Since Ethington, an 87-year-old woman with dementia, went missing from her Shelbyville home in a silver Buick on May 25, police felt it could be her vehicle.
Gentry said a professional dive team from Louisville was called in to investigate. But the water was too murky for the divers to see much, so they pulled off a piece of the car's interior and brought it to the surface to examine it.
"It was maroon, and the interior of Ms. Ethington's car was gray," Gentry said.
Trimble County Sheriff Tim Coons said he was present when the divers went down in 14 feet of water just off a boat dock to check out the situation.

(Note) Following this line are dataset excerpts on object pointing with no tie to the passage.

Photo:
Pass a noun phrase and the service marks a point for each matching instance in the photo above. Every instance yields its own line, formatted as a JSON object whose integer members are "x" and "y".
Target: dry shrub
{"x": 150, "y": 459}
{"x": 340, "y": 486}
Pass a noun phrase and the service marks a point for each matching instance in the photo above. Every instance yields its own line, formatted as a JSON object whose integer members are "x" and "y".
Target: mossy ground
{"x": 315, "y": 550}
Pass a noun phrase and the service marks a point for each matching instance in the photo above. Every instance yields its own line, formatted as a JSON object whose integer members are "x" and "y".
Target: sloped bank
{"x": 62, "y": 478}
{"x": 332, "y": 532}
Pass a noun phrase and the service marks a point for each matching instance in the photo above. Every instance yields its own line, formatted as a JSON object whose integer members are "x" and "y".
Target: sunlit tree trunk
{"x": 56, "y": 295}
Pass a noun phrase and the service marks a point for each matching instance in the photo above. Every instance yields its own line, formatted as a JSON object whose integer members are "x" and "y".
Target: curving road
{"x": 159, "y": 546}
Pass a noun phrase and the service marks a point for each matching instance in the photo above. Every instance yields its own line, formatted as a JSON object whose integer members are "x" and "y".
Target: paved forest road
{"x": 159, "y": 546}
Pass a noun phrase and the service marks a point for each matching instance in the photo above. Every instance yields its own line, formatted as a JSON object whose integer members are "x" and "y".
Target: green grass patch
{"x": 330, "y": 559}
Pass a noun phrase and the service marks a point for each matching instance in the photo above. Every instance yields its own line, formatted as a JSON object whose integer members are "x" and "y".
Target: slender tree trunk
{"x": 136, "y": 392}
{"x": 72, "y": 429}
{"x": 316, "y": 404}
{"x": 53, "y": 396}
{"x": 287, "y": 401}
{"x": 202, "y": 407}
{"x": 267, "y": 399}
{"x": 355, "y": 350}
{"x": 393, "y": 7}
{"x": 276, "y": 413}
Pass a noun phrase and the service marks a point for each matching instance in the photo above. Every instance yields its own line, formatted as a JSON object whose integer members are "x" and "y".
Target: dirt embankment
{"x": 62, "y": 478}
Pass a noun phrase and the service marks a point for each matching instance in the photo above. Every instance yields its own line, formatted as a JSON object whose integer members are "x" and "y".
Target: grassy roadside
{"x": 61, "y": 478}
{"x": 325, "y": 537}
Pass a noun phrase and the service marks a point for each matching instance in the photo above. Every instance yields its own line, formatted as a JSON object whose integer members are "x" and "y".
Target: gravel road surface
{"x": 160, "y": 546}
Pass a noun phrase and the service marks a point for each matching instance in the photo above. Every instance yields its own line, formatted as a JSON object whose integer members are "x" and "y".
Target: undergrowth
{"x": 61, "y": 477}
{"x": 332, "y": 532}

Coons said divers came back up and brought a piece of the bumper and it was encrusted with a type of barnacle called Zebra Shells, which meant the vehicle had been on the river bottom for a long time.
"We're not talking months, we're talking years," Coons said.
He added that when the vehicle was first spotted with sonar, his immediate reaction was to get a search underway for a body, because not only has Ethington been missing, but also a man from Spencer County.
In light of the fact that divers have ascertained that the vehicle has been underwater for such a long time and because raising it would break into many pieces, causing even more debris to be strewn on the riverbottom, the decision was made to leave it alone.
Coons said that though the situation proved to be a false lead, he is still hopeful that Ethington will be found.
"We still have her posters up here and are still trying to pay attention to that," he said.
"Whenever you go for an extended period of time and can't find your target vehicle, you always think about water because it's out of sight. We were anticipating solving it, and disappointed that it didn't happen that way."
"We were anticipating solving it, and disappointed that it didn't happen that way."